E os pensamentos em dominó, igual contra igual
Sou o tipo de pessoa que gosta imenso de guardar as palavras dos outros para compreendê-las depois. Ontem à noite, enquanto tomava um delicioso caldo de massa — uma velha tradição da minha família —, pesquei algumas palavras soltas no ar. Soaram interessantes.
Acho peculiar como as pessoas gostam de falar de seus sonhos. Essa coisa etérea que, às vezes, parece impossível de realizar. São apenas sonhos, justificam-se. Como se não houvesse muito o que fazer por eles. Eu não sou uma pessoa de sonhos. Sou de projetos, propostas e planos. Tudo o que faço é amparado nas minhas vontades e desejos. Preciso de paixão para investir o melhor de mim em algo. Preciso das minhas emoções mais sinceras para viabilizar qualquosa — seja este texto ou o preparo de uma simples panzanella. Sem paixão, não reúno meia dúzia de palavras ou de ingredientes.
E foi no meio dos sonhos de outra pessoa que nasceu a Scenarium, esse projeto a quatro mãos que hoje vive seu momento mais delicado. A maioria das pessoas pensa que a editora é uma invenção minha. Estão enganadas. Quem engendrou tudo foi o Marco Antônio. Ele viu potencial na ideia que criei, no início, apenas para os meus livros.

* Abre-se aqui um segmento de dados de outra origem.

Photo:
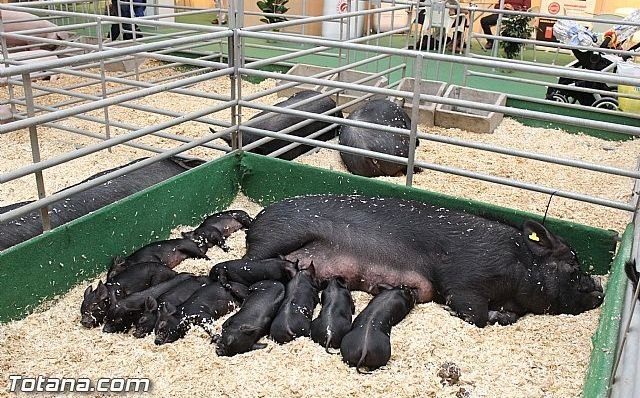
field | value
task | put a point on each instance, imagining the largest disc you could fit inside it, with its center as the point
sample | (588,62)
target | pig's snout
(597,284)
(88,321)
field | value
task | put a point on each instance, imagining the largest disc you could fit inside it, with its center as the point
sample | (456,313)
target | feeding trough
(426,109)
(471,119)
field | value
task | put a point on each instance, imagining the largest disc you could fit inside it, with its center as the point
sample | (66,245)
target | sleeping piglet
(249,272)
(217,227)
(241,332)
(295,313)
(334,320)
(368,344)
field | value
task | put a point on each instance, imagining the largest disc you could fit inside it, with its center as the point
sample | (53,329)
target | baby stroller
(589,60)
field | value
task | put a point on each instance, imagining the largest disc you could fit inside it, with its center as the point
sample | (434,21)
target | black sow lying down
(77,205)
(278,122)
(483,269)
(381,112)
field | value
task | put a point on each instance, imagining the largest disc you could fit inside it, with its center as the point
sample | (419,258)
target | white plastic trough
(475,120)
(426,109)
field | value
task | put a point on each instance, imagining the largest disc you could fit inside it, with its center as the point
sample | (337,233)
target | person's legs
(487,22)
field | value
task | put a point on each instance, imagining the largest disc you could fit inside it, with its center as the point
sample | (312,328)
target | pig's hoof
(449,373)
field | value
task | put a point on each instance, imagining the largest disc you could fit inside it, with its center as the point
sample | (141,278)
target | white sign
(571,8)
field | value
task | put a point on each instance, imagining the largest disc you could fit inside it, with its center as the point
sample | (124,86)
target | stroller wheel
(606,103)
(558,97)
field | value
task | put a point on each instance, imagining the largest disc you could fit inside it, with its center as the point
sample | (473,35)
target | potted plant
(273,7)
(517,26)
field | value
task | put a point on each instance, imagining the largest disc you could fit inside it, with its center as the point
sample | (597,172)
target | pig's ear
(150,304)
(169,309)
(311,269)
(540,241)
(249,329)
(102,292)
(258,346)
(291,269)
(384,286)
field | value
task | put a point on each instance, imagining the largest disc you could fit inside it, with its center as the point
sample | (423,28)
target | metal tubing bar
(584,75)
(292,145)
(452,141)
(147,20)
(104,144)
(98,136)
(415,115)
(631,130)
(128,126)
(133,50)
(554,85)
(110,101)
(26,209)
(453,170)
(35,152)
(144,108)
(309,20)
(300,53)
(44,90)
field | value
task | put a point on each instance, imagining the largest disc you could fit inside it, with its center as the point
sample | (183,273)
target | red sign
(554,8)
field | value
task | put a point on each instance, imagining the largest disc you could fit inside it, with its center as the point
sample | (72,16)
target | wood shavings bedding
(539,356)
(521,360)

Foi através dele que a Scenarium virou multidão. Ele cuidou de tudo: a escolha do papel para o miolo, a capa, o tipo de agulha e a furação. Reuniu um bando de doidos. Foi divertido acompanhar os processos de um homem dos engenhos. Tudo nele passava por gabaritos, milimetricamente planejado, cheio de cálculos. A arte dele era exata; a minha, bem diferente.
As coisas aconteceram a partir da belíssima combinação entre o real e o imaginário. Eu pensava algo. Ele tornava possível.

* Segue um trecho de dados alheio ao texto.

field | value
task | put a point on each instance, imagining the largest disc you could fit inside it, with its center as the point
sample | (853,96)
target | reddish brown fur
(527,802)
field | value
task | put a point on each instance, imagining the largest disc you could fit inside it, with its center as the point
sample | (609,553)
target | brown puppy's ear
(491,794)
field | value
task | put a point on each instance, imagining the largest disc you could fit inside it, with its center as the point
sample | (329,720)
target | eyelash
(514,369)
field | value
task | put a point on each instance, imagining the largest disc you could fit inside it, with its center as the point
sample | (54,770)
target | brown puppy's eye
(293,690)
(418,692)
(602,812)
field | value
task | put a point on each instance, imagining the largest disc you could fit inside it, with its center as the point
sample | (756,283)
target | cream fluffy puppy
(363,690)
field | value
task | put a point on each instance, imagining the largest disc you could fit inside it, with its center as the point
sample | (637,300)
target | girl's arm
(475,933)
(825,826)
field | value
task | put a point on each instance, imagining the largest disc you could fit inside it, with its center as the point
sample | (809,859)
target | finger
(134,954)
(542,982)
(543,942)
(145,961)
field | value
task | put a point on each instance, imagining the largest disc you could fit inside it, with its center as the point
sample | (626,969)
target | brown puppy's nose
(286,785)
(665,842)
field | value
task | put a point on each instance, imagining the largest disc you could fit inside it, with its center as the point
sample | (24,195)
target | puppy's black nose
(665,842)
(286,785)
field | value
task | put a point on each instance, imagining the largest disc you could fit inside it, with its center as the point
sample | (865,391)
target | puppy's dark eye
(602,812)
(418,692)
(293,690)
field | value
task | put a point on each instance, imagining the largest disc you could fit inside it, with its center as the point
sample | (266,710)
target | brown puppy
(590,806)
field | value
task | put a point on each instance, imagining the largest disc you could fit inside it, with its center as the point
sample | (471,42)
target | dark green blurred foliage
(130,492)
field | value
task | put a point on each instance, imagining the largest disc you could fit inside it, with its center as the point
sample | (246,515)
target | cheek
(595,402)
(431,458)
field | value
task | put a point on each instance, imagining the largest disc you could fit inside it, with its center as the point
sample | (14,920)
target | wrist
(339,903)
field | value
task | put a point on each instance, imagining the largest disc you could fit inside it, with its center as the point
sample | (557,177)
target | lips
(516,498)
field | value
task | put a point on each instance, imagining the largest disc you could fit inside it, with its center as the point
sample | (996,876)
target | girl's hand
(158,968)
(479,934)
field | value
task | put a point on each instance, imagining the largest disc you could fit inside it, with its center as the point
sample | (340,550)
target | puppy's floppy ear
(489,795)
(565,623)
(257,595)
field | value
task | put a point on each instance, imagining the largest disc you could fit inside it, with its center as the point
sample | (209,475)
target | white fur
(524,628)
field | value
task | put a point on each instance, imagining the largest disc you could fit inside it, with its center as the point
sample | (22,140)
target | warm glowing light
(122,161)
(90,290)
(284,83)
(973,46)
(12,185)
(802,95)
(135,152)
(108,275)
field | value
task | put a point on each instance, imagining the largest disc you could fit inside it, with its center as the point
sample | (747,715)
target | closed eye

Fui convencida durante diálogos à mesa de um café, entre as esquinas da cidade, sobre a maravilha de um projeto artesanal. Ele nem precisou de esforço para me ganhar. Eu selecionaria os textos e prepararia o material. Ele faria a impressão, as dobras e os furos. Depois, eu costuraria. Para mim, era puro experimento. Para ele, o oposto.
Treze anos se passaram. Ele tinha calculado que seriam necessários dez anos para a Scenarium se estabelecer como uma nova via no mundo literário. O que ele deixou de calcular foram os imprevistos da realidade. Passei um bom tempo pensando no que fazer com a editora agora. Não tenho problemas em desistir ou abandonar projetos. São verbos que gosto de conjugar. Mudei de profissão, de país, de roupas e de opinião.
Ainda não sei se sou capaz de continuar com a Scenarium sozinha. É algo que preciso descobrir no tempo certo do mio cuore. Enquanto isso, sigo fazendo o que sei fazer de melhor: experimentar.